После спектакля Оля не шла – летела над асфальтом, усыпанном белыми цветками каштанов. На ней было светлое платье с тоненьким пояском и туфли с блестящими пряжками. Голова кружилась от звуков и запахов, в случайных прохожих
ххх
Жан Луи ушел с обеда, и в офисе царило беззаботное оживление. Сотрудники чаще обычного выходили на перекуры, громко болтали, смеялись.
– Серж, есть новости, – Стефано пододвинулся поближе и загадочно улыбнулся. – Вчера в секс-шопе я познакомился с такой мадам... По-моему, она русская, хотя уверяет, что чешка. Врет, я ведь русских хорошо знаю. Я сделал ей предложение. Но она за сто баксов не согласна. Просит триста. Я сказал, что больше ста пятидесяти не дам. Как считаешь, может, уступить и дать ей двести? Ты бы только на нее посмотрел, все – аль натюрель.

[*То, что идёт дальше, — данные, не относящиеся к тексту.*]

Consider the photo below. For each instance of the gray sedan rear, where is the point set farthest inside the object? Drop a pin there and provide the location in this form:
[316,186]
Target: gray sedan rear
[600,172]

Сергей как будто задумывается:
– На твоем месте я бы поторговался. Пусть уступит. Скажу тебе, как опытный Вальмон юному Ловеласу: русскую женщину одним долларом не возьмешь. С нею нужно говорить ласково, на языке чувств.
– Серж, ты – знаток женского сердца, твоя родина – Франция!
– А твоя – Россия!
– О, нет, пардон.
Оба смеются. Лоренс сидит напротив, поволакивает темными глазами.
– Лоренс, поедешь с нами в Париж? – спрашивает Сергей.
– Конечно. Когда вылетаем?
– Скоро. Назначаю свидание на Монмартре.
– Мерси боку. Надеюсь, ты не забыл, что в пятницу идем в ресторан отмечать мой день рождения. Не знаю, как быть: сразить публику декольте или убить разрезами?
– Ты неотразима во всем.
– О-о, Серж, «ке седюсер тю а», какой ты соблазнитель, однако.
…В шесть часов все ушли. Кроме Лоренс. Сергей тоже остался. Делал вид, что работает. Лоренс сидела напротив и заманивала клиентов в свои телефонные силки. На ней был черный пуловер с глубоким вырезом, на смуглой шее блестела золотая цепочка.
С клиентами она говорила на французском, но при необходимости переходила на английский, которым владела свободно, куда лучше своих франкоговорящих коллег. Лоренс имела свой особый профессиональный стиль: не спешила огорошить клиента липовыми льготами компании, а как бы заводила с ним личную беседу. Порою спорила, капризничала, улыбалась, и тогда на ее левой щеке появлялась ямочка. Иногда, отложив ручку, запускала пальцы в свои густые волосы. Она умела держать марку, и если клиент соглашался, ничем не выдавала своего ликования. Лишь усмешка – то ли невинная, то ли коварная – играла на губах.
Сергей подолгу смотрел на нее. Когда их глаза встречались, Лоренс вскользь ему улыбалась и быстро отводила взгляд.
4
Дома Оля надела черное шелковое платье и стала перед зеркалом. Приталенное, чуть ниже колен, новое платье облегало ее стройную фигуру, неглубокий вырез приоткрывал тонкие ключицы. Накинула на плечи красный шарф, поправила волосы, приосанилась. Затем скрутила шарф на голове чалмой. Потом, как сельская девка, повязала косынкой и надула щеки. Рассмеялась и, все с себя сбросив, побежала в ванную.